Kambodscha ist ein Entwicklungsland. Kambodscha ist ein von vielen Kriegen ausgelaugtes Land. Und Kambodscha hat ein Munitionsproblem. Mit einem absoluten Experten auf diesem Gebiet, Stabshauptmann Kurt-Michael Litwin vom Zentrum für Verifikationsaufgaben der Bundeswehr (ZVBw) in Geilenkirchen-Niederheid, als Referenten wurden all diese Probleme klar.

Litwin sprach auf Einladung des Geilenkirchener Stadtverbandes der Europa-Union im Bürgersaal des Hauses Basten. Leider waren, inklusive Referent, nur 17 Anwesende zu zählen, die erfuhren aber in dem detailgeladenen und abwechslungsreichen Vortrag, mit welchen Problemen sich die Menschen in Kambodscha herumschlagen müssen.

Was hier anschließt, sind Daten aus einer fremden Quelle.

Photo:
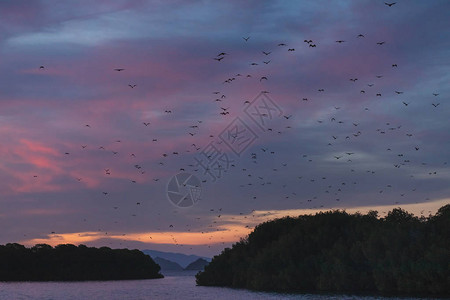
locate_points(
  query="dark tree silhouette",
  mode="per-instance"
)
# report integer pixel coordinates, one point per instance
(68, 262)
(338, 252)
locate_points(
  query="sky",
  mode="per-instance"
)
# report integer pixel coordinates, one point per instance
(267, 108)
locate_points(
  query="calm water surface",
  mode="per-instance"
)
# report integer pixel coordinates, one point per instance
(178, 286)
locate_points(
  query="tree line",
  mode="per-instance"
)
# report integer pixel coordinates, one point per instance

Dabei ging es Litwin noch nicht einmal um die gut sechs Millionen Anti-Personenminen, die das Land immer noch verseuchen. Auch die von den Amerikanern während des Vietnam-Krieges dort abgeladenen unzähligen Bombentonnen streifte er nur in seinem Vortrag. Vielmehr ging es ihm um das Problem der 23 ungesicherten Munitionsdepots im ganzen Land.

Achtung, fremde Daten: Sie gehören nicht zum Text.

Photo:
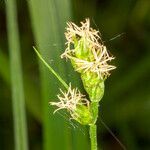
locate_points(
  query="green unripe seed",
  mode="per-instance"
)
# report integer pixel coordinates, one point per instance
(83, 115)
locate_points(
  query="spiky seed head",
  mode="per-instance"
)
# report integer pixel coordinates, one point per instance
(88, 53)
(76, 104)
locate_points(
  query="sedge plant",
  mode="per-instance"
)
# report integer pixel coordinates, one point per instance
(90, 58)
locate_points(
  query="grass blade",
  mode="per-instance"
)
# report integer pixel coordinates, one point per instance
(18, 103)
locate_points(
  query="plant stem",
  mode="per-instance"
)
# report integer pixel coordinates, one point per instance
(93, 136)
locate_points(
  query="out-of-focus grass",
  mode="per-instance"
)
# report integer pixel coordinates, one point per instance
(125, 106)
(18, 102)
(48, 20)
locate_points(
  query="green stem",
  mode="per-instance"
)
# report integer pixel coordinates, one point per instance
(18, 99)
(93, 136)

Kambodscha, etwa halb so groß wie Deutschland und rund 14 Millionen Einwohner zählend, hat diese Depots im gesamten Land. Sie bestehen meist nur aus Holz- oder Blechverschlägen. Hinter den Türen, so sie denn überhaupt vorhanden sind, herrscht das reinste Chaos. Bilder zeigten wahllos aufgetürmte Geschosse. „Ob sie intakt sind, noch brauchbar sind, das weiß man nicht”, sagte der Referent. Und er berichtete beispielsweise von aufgehäuften Handgranaten, unter denen auch Blindgänger oder vom Zahn der Zeit auf das Gefährlichste zernagte Sprengsätze sind.

Höchste Vorsicht sei also geboten, doch wie Litwin unterstrich, sei dies in dem südostasiatischen Land überhaupt nicht gefragt. „Die Menschen dort sind nicht ausgebildet, sie wissen nicht, welchen Gefahren sie sich aussetzen”, berichtete er, „und meistens leben ganze Gruppen von Menschen einfach direkt neben den Depots”. 100.000 Tonnen an Munition sollen sich in Kambodscha noch befinden.

Die meiste Munition davon ist entweder überaltert, kann in den aktuellen Waffensystemen gar nicht mehr verschossen werden oder wurde durch die Witterung in dem subtropischen Klima derart zerfressen, dass sie nur noch unter höchsten Sicherheitsvorkehrungen transportiert werden kann.

Schlechte Voraussetzungen also, die Stadthauptmann Litwin da für den Einsatz vor Ort schilderte. Über ein Ersuchen der kambodschanischen Regierung und das deutsche Verteidigungsministerium kam das Anliegen, die Munition zu beseitigen, schließlich zum ZVBw. Und nach einer gut zweijährigen Planungs- und Erkundungsphase, beginnen Fachleute nun, vor Ort die Menschen zu schulen.

Auch die Zerstörung gefährlicher Sprengstoffe steht auf dem Programm. Doch oberstes Ziel ist es, die Kambodschaner nach deutschem Vorbild zu schulen, damit sie in Zukunft mit diesen Problemen selbst fertig werden können. „Es geht nicht nur darum, zu räumen und die Ausbildung zu verbessern, sondern auch darum, Infrastruktur zu schaffen”, schloss Litwin.